The head of the bank, Ricardo Salgado, who has been in charge for 23 years, will leave on July 31 when shareholders will elect his successor, the bank announced.

The shake-up at the bank, the biggest in Portugal by capitalisation, comes against a background of suspicion that the bank's main holding company covered up a hole in the accounts.

After the announcement, the stock market regulator ended the suspension of shares in the bank.

The shares, which had already fallen heavily on the allegations of fraudulent accounting, shed another 4.49 percent to 0.87 euros.
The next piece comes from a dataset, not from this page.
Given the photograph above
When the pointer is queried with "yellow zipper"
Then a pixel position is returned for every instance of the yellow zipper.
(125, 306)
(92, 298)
The overall market in Lisbon was down 1.0 percent.

A battle for the top job within the Espirito Santo family, which held a controlling interest until a capital increase last week, had also soured the climate.

Portuguese banks have been hard hit by the financial crisis and by the eurozone debt crisis when Portugal was bailed out.

The financial holding company Espirito Santo Financial Group (ESFG), with 25.1 percent of the shares held on behalf of various factions in the family, has proposed a Salgado ally, Amilcar Morais Pires, as the next chief executive.

ESFG has also chosen a member of parliament for the governing Social Democratic Party, Paulo Mota Pinto, to be president of the supervisory board.

Salgado, aged 69, and other members of the family are now expected to be confined to sitting on a "strategic council", expected to be set up by the shareholders' meeting.

Press reports said that the central bank wanted to restrict the family to sitting on a consultative body.

In a turbulent day, the regulator had told the company to clarify the fate of Salgado after press reports said that he was about to go.

Family sidelined:

The Espirito Santos family lost their controlling stake when the bank raised 1.04 billion euros ($1.4 billion) of capital last week.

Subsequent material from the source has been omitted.